L'accordo lampo tra Sanchez (PSOE) e Iglesias (Podemos) ha colto tutti di sorpresa... persino i principali esponenti dei due partiti. Un incontro quasi segreto, almeno in relazione ai contenuti, quello tra il leader dei socialisti ed il leader di Podemos, che è riuscito a produrre ciò che nei mesi scorsi era sembrato impossibile, tanto che la Spagna era andata di nuovo al voto.

Le elezioni, inoltre, hanno rafforzato la destra, persino quella estremista, ed hanno ridotto anche la rappresentanza parlamentare sia del PSOE che di Unidas Podemos, che ha anche dovuto registrare una mini scissione.
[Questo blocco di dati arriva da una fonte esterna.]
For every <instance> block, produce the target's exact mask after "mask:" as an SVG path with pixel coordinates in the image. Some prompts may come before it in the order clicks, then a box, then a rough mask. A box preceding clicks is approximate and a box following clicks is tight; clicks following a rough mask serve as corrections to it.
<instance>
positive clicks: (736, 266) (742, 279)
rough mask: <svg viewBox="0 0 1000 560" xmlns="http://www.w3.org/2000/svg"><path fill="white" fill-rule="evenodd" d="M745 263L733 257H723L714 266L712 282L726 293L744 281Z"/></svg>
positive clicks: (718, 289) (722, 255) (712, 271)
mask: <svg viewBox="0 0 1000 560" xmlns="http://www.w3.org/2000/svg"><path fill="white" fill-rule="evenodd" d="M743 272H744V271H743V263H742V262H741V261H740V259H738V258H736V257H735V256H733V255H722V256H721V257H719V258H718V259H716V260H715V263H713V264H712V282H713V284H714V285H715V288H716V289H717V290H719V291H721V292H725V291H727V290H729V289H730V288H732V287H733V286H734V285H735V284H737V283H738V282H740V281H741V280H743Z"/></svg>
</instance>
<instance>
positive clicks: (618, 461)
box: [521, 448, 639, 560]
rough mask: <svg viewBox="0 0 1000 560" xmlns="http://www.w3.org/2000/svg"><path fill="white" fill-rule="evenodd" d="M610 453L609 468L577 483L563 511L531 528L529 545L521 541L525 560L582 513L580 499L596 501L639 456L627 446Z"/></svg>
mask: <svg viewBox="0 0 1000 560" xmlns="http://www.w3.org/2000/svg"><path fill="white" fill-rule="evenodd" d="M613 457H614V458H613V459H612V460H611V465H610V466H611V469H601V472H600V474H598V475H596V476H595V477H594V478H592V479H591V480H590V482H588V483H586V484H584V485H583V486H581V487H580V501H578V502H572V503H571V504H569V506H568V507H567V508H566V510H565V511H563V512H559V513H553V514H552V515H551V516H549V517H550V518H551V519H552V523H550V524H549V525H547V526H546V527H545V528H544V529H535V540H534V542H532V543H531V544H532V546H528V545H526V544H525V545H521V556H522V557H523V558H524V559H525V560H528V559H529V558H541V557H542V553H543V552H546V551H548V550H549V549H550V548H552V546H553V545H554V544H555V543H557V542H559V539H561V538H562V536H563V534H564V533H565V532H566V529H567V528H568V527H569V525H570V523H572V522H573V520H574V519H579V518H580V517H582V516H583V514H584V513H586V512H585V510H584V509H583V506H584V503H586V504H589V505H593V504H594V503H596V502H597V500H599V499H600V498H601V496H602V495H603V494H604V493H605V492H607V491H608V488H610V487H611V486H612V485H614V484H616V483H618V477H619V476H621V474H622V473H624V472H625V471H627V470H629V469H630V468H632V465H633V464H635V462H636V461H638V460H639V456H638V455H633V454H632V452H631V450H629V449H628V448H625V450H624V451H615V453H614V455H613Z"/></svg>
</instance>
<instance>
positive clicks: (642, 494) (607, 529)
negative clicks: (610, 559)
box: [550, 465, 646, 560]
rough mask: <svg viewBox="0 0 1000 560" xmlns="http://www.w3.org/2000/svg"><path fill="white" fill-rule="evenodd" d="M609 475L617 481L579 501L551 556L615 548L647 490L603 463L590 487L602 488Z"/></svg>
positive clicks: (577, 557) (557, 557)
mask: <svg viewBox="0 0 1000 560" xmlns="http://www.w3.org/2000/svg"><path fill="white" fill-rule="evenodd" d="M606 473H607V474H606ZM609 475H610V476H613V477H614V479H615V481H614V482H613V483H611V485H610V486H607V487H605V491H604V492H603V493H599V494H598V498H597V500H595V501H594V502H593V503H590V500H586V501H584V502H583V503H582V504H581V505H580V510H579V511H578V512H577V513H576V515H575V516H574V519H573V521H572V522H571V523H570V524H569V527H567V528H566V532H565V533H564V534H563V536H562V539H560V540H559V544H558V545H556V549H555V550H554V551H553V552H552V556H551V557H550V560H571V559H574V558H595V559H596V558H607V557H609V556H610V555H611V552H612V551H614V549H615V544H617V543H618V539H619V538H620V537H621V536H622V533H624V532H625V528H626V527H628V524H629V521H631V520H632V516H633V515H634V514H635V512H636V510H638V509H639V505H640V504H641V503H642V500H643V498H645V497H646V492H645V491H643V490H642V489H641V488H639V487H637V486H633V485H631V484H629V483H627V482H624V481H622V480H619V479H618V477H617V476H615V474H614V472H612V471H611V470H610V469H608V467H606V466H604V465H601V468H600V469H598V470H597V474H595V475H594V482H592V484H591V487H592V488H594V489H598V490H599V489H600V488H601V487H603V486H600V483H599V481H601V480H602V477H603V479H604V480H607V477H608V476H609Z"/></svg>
L'accordo di ieri ha di sicuro sancito, come risultato certo, la volontà del PSOE di non vedersi costretta in questa legislatura a far parte di un governo di unità nazionale, optando per un governo di sinistra.

Resta il fatto però che, mentre nella precedente legislatura PSOE e Podemos avevano 165 seggi, in quella attuale ne hanno 10 in meno e la necessità di trovare almeno altri 26 parlamentari che, in un modo o nell'altro (anche ricorrendo all'astensione), possano appoggiare il governo.

Ma a rendere molto difficile qualsiasi progetto di alleanza rimane la questione catalana e l'aspetto non certo irrilevante che molti di quei parlamentari a cui Sanchez dovrebbe rivolgersi in cerca di sostegno  sono stati eletti tra gli indipendentisti catalani.

Pertanto, al di là di abbracci e pacche sulle spalle tra Sanchez e Iglesias quello del nuovo governo della Spagna rimane un rebus irrisolto.